# Multipath TCP Adoption In-The-Wild
> This blog post is a summary of our research article ["From Single Lane to Highways: Analyzing the Adoption of Multipath TCP in the Internet"](http://dl.ifip.org/db/conf/networking/networking2021/1570699492.pdf) published in [IFIP Networking 2021](https://networking.ifip.org/2021/). In case you are interested in learning more about our work, we encourage you to read our full paper and download our ongoing scans at [mptcp.io](https://mptcp.io/).
Multipath TCP (MPTCP) has been in development since 2013 ([RFC 6824](https://datatracker.ietf.org/doc/html/rfc6824)) and has seen significant interest from researchers and industries alike. Several organizations have publicly announced MPTCP incorporation within their products and services. For example, Apple uses MPTCP in its iOS devices (e.g. Siri, Music, Maps, Wi-Fi Assist) [^AppSuport] and also allows third-party developers to use the protocol in non-system applications. Korea Telecom uses MPTCP to provide Gigabit speeds over Wi-Fi and LTE to its customers [^KTSupport]. MPTCPv1 was recently standardized in early 2020 [[RFC 8684]](https://datatracker.ietf.org/doc/html/rfc8684.html) and is available in all Linux machines with kernel v5.6 and upwards [^KerMP].
However, despite significant interest, the current state of MPTCP deployment in the Internet remains [largely unknown](http://blog.multipath-tcp.org/blog/html/2018/12/19/which_servers_use_multipath_tcp.html). The last attempted study dates back to 2015 [^Meh2015] and was later found to include many false positives due to middleboxes that echoed MPTCP options in TCP header extensions. In this work, we extend the previous study's methodology and provide the most accurate picture of *true* MPTCP deployment to date. Specifically, our study scans for MPTCP support over the two most popular services in the Internet, HTTP and HTTPS, over both IPv4 and IPv6.
## Scanning for MPTCP Options
To understand our measurement methodology, it is first essential to understand the MPTCP protocol implementation and operation. MPTCP extends regular TCP packets and uses optional TCP header fields for signaling (see [RFC 6824](https://datatracker.ietf.org/doc/html/rfc6824#section-3)). The most notable is the `MP_CAPABLE` option which includes the `MP-CAPABLE` flag that signals that the particular host supports MPTCP. Additionally, the option also includes a random 64-bit sequence as *sender keys* that the hosts use to authenticate themselves.

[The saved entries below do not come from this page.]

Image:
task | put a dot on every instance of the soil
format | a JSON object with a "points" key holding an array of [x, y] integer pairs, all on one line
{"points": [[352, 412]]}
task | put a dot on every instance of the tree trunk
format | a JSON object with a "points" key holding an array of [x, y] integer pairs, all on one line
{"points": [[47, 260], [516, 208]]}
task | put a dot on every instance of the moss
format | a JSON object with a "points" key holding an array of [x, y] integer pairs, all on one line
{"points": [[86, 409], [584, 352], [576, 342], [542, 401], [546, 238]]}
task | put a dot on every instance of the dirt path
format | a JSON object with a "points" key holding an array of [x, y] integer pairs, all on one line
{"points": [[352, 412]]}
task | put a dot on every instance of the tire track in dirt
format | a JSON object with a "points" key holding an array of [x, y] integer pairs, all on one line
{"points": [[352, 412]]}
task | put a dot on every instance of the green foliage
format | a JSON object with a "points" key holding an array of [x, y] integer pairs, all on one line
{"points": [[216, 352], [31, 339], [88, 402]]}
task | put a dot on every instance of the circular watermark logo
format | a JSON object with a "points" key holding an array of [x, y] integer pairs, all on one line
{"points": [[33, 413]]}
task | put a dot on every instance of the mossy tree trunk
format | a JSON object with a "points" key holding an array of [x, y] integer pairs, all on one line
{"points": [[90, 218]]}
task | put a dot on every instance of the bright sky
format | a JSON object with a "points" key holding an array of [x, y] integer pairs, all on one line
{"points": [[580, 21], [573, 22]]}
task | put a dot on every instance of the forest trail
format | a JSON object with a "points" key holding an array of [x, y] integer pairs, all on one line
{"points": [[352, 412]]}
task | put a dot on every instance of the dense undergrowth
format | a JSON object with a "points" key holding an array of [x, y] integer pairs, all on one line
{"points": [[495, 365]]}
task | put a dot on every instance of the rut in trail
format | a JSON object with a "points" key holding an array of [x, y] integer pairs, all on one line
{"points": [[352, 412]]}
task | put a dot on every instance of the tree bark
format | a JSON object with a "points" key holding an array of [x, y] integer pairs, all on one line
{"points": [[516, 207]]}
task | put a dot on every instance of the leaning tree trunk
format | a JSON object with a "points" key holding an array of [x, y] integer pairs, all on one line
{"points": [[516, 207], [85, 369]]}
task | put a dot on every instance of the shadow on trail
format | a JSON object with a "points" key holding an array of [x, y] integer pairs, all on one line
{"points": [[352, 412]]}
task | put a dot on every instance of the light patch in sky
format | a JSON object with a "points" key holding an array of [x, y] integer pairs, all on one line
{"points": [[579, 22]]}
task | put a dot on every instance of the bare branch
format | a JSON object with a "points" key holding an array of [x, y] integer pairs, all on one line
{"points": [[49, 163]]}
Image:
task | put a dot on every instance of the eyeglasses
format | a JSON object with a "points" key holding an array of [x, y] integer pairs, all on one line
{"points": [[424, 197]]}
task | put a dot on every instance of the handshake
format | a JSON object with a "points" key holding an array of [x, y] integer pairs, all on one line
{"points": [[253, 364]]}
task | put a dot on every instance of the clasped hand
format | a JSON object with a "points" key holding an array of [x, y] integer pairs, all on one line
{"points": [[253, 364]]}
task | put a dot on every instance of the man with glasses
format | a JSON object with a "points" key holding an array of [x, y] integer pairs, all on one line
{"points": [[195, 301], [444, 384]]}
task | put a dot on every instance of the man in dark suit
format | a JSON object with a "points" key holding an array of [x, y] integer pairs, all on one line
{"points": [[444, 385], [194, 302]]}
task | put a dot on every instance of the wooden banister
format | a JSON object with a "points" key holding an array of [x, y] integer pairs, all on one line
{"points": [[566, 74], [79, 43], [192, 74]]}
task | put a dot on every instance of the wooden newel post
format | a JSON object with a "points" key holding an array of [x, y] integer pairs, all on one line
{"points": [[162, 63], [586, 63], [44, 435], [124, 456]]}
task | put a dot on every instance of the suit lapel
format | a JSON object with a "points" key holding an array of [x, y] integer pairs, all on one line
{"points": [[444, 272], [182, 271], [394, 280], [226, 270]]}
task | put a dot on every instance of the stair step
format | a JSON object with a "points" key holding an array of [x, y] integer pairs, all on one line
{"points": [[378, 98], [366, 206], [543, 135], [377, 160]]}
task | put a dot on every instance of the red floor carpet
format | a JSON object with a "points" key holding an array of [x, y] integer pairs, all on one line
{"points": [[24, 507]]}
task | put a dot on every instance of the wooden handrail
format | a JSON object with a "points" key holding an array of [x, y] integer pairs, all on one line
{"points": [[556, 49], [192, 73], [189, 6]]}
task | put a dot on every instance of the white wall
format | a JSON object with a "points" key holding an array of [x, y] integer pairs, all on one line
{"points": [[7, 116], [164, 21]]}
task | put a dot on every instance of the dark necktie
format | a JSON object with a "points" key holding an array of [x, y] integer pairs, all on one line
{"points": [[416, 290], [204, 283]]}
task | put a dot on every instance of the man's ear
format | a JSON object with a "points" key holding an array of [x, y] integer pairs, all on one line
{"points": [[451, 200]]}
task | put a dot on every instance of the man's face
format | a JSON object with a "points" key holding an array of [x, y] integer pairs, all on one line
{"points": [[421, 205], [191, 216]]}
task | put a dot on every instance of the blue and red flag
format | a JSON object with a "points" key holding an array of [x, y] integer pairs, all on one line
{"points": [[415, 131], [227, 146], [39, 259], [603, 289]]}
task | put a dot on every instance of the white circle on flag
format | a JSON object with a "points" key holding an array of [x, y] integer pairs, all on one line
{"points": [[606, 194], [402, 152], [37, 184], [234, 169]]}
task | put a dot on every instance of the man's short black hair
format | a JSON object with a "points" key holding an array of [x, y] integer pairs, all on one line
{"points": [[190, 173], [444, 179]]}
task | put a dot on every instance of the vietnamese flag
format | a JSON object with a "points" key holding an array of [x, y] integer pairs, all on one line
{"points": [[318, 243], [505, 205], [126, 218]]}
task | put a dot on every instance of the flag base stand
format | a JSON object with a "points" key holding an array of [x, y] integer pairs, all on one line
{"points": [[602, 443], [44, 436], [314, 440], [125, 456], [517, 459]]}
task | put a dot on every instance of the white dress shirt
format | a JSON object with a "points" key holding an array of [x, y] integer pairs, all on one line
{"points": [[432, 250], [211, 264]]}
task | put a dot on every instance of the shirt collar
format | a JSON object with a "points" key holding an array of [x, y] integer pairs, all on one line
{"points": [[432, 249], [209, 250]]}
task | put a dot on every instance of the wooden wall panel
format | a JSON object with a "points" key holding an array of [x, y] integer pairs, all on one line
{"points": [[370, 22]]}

*MPTCPv0 Key exchange at connection establishment*
The figure above shows the [MPTCPv0 connection establishment](https://datatracker.ietf.org/doc/html/rfc6824#section-2.1) procedure between two hosts *Bob* and *Alice*. The procedure mimics TCP's [three-way handshake](https://datatracker.ietf.org/doc/html/rfc793#section-3.4). Bob initiates the connection by sending a `SYN` packet containing the `MP-CAPABLE` flag and its own sender's key. If Alice also supports MPTCP, it will reply with a `SYN-ACK` which contains the `MP-CAPABLE` flag and its own sender's key. Bob finally establishes the connection by sending an `ACK` with both keys and the `MP_CAPABLE` option. If any of the MPTCP options are dropped during the exchange (e.g. Alice does not support MPTCP), the connection reverts back to a regular TCP.
It is possible to leverage the MPTCP's handshake mechanism to determine MPTCP support in the Internet. That is, one can generate a spoofed MPTCP `SYN` with `MP_CAPABLE` option that also contains a 64-bit sequence as key and send it to any publicly accessible host. If the targeted host responds with a `SYN-ACK` that also includes the `MP_CAPABLE` option, it is likely that it also supports MPTCP. Note that this is the same methodology used by a previous MPTCP adoption study in 2015 [^Meh2015].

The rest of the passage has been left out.